I put together a home gym a year or so back, and use it mostly for DE and ME squat days (no bench so I do my upper body work at the university gym). It started with a single olympic set and large piece of thick carpet that I have set up in the back of the garage.
The other day I was trying to find ways to do Westside-type exercises, and scrounged around in the garage for stuff. Here’s a few ideas I came up with that have worked well.
Don’t want to buy squat stands?
Cut 2 2x4s to the height you would like your bar to be at. Brace them in two large buckets with bricks (use a level to make sure they’re straight). Fill the buckets with concrete. Screw two brackets to each side of the posts, at the top to hold the bar in place. I’ve test-loaded these to 500 pounds so far (although I’m certainly not capable of lifting anywhere near that).
Some of you may regard a post I had earlier about the gym’s rack not having low enough pins for partial deads. The solution? I found two automobile jack stands that can be set at the perfect height.

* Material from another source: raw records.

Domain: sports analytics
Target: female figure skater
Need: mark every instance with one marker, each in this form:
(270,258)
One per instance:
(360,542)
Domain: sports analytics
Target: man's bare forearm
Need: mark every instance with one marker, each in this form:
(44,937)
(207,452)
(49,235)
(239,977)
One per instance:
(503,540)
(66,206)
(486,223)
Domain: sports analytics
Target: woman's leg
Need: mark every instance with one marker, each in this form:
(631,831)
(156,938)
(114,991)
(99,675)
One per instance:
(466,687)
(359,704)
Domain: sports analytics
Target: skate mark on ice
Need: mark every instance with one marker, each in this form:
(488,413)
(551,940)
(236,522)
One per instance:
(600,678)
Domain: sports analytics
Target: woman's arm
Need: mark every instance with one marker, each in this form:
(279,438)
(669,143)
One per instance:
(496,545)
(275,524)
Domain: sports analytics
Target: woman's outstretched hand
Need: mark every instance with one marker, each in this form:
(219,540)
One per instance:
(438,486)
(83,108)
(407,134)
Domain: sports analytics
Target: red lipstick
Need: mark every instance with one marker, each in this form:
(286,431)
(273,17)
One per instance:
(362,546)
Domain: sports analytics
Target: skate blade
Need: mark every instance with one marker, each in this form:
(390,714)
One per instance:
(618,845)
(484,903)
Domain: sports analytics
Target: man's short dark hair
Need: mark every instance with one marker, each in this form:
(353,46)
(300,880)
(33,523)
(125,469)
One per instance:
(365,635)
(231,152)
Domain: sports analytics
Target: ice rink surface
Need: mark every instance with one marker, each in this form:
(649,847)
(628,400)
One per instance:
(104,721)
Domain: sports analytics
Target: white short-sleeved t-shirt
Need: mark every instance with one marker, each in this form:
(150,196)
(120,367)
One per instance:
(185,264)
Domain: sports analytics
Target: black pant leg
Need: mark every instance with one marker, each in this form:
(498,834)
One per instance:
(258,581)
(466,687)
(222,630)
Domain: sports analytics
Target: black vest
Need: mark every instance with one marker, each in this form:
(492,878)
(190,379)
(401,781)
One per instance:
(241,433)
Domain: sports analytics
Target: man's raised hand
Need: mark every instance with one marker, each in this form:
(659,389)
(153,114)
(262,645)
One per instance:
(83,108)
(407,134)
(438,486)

Your dad is sure to have these around somewhere if you don’t have them yourself.
Don’t have a way to spot yourself on a heavy squat? Dig out those sawhorses that have been sitting in the garage for years, or buy a couple at the local hardware store. I use these in conjunction with the do-it-yourself squat stands for a perfect squat set-up.
I use my dad’s old Navy footlocker for box squats. It’s at the perfect height and can handle whatever you put on it.
Need more height for deadlifts or sldl’s? Find a wood pallet. They’re 4 inches high and are perfect for standing on.
I do intend to purchase a rack someday when I have the space and the budget…but these little things that are hanging around the garage or the house can do the job.
Hope these help all of you do-it-yourselfers.